Scientists Record Deer Gnawing On Human Remains For The First Time


Deer are nothing if not symbols of wide-eyed innocence — surely you’ve heard the term “doe-eyed” or have seen the film “Bambi”?

Turns out, we’ve underestimated deer.

A study published in the Journal of Forensic Sciences this week reveals that deer — yes, those pictures of guileless natural beauty — have been caught chowing down on human remains.

“Herein, we report on the first known photographic evidence of deer gnawing human remains,” write scientists from Texas’ Forensic Anthropology Research Facility in the paper, published Tuesday.

Popular Science reports that researchers left a human body out in the woods in 2014 set up a motion-sensitive camera so that they could study how what scavenging species would do to the corpse.

It wasn’t for a few months that the camera caught our antlered suspect — a white-tailed deer with “a human rib bone” in its mouth. A few days later, a deer — unclear if it was the same one — was spotted again with a rib bone in its mouth like “a cigar,” according to Popular Science.

Erin Cadigan via Getty Images

“Sure wish I had a human bone-cigar in my maw.”

Studying the effects of wild animals on corpses can potentially help investigators figure out crucial information about found human bodies, like the length of time a person has been dead.

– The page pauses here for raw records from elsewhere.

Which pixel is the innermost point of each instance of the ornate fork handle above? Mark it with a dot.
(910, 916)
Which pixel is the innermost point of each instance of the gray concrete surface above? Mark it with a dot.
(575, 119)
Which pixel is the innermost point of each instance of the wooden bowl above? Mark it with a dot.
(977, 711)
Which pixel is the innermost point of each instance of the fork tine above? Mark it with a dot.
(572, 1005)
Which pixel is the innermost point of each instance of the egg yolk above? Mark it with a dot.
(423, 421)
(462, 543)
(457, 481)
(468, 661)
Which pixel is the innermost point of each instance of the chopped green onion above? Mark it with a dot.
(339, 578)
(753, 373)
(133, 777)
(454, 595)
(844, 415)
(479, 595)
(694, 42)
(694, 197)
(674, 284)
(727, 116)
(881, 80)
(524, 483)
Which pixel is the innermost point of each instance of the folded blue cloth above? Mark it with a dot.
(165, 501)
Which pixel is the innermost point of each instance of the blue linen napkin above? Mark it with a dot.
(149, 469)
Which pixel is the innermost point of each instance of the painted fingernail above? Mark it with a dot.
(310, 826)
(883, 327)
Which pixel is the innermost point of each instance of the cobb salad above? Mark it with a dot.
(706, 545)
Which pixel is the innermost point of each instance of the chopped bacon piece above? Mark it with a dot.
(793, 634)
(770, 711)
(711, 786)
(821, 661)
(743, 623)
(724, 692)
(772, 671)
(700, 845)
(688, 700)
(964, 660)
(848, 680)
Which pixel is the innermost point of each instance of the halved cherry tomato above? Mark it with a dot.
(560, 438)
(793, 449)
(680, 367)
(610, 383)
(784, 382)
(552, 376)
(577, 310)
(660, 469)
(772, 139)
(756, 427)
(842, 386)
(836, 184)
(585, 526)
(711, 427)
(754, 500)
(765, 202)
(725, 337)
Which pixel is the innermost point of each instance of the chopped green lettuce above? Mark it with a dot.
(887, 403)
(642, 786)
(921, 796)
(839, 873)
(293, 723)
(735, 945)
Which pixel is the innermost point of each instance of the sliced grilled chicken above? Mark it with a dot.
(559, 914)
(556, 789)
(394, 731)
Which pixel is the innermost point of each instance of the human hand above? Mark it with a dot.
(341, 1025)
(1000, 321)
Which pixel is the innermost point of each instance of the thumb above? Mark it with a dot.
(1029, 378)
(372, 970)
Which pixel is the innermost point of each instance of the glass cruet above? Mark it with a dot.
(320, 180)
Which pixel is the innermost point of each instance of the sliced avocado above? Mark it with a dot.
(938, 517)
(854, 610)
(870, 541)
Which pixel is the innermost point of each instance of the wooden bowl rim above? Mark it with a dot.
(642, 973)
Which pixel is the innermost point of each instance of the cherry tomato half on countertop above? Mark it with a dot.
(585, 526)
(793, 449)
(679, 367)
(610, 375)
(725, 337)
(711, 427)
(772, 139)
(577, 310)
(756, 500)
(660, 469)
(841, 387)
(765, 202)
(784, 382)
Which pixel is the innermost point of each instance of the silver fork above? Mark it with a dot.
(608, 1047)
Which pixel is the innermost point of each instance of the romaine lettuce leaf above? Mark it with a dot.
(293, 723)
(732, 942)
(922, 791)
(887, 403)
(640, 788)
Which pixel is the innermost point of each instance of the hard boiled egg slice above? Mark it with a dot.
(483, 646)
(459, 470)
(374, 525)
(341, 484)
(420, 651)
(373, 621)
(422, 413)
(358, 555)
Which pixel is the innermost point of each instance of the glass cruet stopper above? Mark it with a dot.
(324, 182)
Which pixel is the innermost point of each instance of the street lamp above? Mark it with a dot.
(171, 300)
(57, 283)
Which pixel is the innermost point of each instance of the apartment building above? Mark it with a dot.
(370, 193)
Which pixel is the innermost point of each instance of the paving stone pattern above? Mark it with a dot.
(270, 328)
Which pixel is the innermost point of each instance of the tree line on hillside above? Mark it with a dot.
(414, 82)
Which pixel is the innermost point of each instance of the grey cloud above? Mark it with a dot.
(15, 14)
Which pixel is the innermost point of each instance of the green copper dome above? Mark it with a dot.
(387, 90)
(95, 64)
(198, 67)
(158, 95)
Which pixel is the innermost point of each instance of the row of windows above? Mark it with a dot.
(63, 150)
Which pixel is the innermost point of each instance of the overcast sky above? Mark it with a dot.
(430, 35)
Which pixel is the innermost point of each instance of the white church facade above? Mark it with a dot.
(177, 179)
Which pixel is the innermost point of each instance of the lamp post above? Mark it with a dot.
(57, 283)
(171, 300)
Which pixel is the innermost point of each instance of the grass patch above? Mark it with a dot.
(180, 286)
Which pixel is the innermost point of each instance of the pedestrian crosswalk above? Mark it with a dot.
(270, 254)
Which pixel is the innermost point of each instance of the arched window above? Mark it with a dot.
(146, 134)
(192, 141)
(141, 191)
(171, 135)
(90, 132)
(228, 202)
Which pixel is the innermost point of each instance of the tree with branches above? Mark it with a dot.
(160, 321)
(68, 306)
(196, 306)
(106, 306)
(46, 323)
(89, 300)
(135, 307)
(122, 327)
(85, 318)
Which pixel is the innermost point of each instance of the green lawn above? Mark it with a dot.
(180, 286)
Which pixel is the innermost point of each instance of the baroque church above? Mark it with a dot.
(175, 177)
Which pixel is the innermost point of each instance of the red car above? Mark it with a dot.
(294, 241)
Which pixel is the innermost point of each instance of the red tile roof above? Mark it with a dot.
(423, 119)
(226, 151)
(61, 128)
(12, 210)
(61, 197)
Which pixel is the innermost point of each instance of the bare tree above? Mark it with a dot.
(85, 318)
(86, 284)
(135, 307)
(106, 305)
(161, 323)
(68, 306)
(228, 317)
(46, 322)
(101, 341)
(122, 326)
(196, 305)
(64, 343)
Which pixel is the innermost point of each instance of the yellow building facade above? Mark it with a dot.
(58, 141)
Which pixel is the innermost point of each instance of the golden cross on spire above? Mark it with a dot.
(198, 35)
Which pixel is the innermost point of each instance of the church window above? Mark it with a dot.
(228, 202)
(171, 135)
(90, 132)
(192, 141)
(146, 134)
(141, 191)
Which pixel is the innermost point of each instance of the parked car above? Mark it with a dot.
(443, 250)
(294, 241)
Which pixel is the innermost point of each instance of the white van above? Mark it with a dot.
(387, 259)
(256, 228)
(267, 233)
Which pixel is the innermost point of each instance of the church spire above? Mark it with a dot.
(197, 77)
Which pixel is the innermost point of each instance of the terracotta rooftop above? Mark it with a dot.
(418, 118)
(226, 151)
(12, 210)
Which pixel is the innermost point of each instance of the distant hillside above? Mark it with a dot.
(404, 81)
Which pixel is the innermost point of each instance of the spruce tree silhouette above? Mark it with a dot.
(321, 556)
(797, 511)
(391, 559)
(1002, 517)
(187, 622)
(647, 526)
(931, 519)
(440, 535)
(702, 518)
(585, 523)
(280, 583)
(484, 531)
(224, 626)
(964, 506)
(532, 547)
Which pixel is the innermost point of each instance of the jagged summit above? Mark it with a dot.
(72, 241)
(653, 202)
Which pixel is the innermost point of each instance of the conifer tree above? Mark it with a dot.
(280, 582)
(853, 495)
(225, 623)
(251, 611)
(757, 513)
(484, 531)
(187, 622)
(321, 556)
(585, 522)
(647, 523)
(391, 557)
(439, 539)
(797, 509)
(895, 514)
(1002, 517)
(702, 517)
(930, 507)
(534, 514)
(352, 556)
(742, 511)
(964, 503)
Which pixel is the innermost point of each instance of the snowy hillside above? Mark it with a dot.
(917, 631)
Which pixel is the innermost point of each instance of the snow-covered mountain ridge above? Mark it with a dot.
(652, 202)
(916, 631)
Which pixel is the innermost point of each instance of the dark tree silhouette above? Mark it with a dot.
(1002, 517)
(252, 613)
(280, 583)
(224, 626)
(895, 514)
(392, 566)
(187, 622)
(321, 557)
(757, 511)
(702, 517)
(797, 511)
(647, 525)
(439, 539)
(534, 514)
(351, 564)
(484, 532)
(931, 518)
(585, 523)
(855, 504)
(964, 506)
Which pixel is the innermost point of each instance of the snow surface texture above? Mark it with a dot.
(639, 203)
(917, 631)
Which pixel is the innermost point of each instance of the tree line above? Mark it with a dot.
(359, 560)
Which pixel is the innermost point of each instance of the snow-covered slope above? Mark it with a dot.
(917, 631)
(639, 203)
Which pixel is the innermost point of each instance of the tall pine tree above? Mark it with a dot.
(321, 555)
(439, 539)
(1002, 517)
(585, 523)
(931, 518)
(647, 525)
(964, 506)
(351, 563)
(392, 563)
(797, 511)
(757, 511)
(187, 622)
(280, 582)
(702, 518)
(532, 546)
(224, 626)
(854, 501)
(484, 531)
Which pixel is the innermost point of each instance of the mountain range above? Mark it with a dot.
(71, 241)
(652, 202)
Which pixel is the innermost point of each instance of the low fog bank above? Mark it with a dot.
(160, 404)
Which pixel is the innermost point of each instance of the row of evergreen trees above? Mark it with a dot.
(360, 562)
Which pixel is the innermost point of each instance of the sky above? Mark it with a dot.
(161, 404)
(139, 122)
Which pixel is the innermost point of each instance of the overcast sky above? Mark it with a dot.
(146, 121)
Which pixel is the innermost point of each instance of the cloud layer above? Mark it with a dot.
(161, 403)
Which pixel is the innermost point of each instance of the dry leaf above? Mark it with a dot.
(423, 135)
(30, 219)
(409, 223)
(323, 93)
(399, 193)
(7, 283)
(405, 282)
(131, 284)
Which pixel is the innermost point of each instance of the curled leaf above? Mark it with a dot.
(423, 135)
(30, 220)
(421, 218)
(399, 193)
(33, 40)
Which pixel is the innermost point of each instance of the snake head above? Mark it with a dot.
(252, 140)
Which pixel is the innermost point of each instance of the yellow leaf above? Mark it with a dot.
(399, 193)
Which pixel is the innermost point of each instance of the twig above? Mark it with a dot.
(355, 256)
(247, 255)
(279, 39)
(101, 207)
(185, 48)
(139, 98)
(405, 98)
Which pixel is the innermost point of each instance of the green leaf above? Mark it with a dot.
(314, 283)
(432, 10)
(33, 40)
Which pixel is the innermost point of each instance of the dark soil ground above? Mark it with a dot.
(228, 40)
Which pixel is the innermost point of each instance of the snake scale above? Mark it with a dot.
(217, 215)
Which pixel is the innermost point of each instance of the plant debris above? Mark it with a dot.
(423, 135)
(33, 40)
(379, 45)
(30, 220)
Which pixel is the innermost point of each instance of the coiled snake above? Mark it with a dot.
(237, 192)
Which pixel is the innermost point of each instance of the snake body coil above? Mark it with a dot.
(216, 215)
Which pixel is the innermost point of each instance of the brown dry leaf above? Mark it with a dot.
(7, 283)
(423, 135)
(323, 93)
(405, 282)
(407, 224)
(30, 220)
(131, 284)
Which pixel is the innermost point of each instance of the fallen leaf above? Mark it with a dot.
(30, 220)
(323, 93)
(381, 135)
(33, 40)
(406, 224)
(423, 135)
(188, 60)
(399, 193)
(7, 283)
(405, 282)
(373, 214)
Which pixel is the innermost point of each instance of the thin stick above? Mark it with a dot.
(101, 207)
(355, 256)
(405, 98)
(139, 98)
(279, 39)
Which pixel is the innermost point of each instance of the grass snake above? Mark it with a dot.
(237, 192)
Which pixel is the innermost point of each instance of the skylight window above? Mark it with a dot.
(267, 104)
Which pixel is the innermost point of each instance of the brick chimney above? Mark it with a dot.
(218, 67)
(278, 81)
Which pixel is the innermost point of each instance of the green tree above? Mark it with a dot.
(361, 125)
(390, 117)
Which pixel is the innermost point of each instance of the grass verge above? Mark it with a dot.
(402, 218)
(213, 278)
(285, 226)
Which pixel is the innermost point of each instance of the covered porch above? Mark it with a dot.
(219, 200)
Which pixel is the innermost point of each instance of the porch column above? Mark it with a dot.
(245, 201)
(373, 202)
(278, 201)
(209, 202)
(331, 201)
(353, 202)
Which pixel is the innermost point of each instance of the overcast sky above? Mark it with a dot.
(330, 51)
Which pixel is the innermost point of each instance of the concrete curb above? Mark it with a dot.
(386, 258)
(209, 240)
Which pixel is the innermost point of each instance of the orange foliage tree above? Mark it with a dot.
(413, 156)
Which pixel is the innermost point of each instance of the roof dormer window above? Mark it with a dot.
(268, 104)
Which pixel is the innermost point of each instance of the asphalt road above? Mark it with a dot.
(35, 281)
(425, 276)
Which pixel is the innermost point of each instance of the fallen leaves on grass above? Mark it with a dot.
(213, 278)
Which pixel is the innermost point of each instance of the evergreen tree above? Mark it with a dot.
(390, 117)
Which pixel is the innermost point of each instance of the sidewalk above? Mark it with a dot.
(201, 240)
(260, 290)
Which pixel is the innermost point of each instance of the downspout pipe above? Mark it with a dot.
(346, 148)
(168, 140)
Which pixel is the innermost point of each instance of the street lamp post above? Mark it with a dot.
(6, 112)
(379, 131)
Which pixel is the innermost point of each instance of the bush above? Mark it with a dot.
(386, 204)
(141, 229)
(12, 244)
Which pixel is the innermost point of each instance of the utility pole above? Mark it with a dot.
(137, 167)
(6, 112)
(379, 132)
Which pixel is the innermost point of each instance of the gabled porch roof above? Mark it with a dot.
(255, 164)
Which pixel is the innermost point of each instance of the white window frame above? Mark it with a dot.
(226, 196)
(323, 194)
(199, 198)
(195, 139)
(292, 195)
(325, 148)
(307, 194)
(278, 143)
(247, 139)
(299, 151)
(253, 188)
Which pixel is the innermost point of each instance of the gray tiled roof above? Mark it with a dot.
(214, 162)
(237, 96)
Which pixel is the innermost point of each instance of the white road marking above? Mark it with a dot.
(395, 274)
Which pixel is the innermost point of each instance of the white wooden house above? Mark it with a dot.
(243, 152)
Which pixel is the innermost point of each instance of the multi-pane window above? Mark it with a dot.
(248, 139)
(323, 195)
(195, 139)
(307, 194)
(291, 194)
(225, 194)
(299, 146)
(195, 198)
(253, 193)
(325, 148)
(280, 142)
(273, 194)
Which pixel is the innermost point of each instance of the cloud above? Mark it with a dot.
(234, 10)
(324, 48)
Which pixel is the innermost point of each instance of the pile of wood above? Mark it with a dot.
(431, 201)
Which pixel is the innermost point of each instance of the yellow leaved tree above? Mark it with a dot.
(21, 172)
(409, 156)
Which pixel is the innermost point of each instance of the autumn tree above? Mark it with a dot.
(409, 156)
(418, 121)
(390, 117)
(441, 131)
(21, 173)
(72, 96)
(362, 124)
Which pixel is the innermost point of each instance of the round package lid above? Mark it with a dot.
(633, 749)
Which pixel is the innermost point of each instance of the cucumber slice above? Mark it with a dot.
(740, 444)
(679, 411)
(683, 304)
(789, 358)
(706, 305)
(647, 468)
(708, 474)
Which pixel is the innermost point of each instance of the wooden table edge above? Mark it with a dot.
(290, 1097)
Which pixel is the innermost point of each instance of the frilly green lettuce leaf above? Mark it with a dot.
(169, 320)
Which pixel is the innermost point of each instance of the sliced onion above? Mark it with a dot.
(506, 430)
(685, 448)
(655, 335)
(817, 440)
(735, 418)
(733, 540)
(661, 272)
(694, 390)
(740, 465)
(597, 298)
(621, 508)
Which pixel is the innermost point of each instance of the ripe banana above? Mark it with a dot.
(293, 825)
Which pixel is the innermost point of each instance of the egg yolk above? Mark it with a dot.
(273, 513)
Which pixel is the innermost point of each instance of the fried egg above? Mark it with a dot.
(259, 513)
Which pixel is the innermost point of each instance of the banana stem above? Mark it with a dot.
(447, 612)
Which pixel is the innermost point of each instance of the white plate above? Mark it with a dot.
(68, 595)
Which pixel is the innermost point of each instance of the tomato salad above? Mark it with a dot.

We’re glad they found useful information, but we wish someone had warned us deer were running around with human-bone cigars a little earlier. A Google search for “deer attack” nets a lot of results. Way more results than you might think.

And sure, these include situations where a deer has fought back against a hunter or attacked a driver after being struck. But they also include deer whose motives are less clear. For instance, a stag that reportedly attacked a visitor at a national park in Australia, or one that jumped a man who had just freed the animal from a coyote trap.

Listen, deer. We’re not all bad. Though honestly, with the destruction that humans have wrought against the natural world, it’s not that surprising you want to smoke our bones like cigars.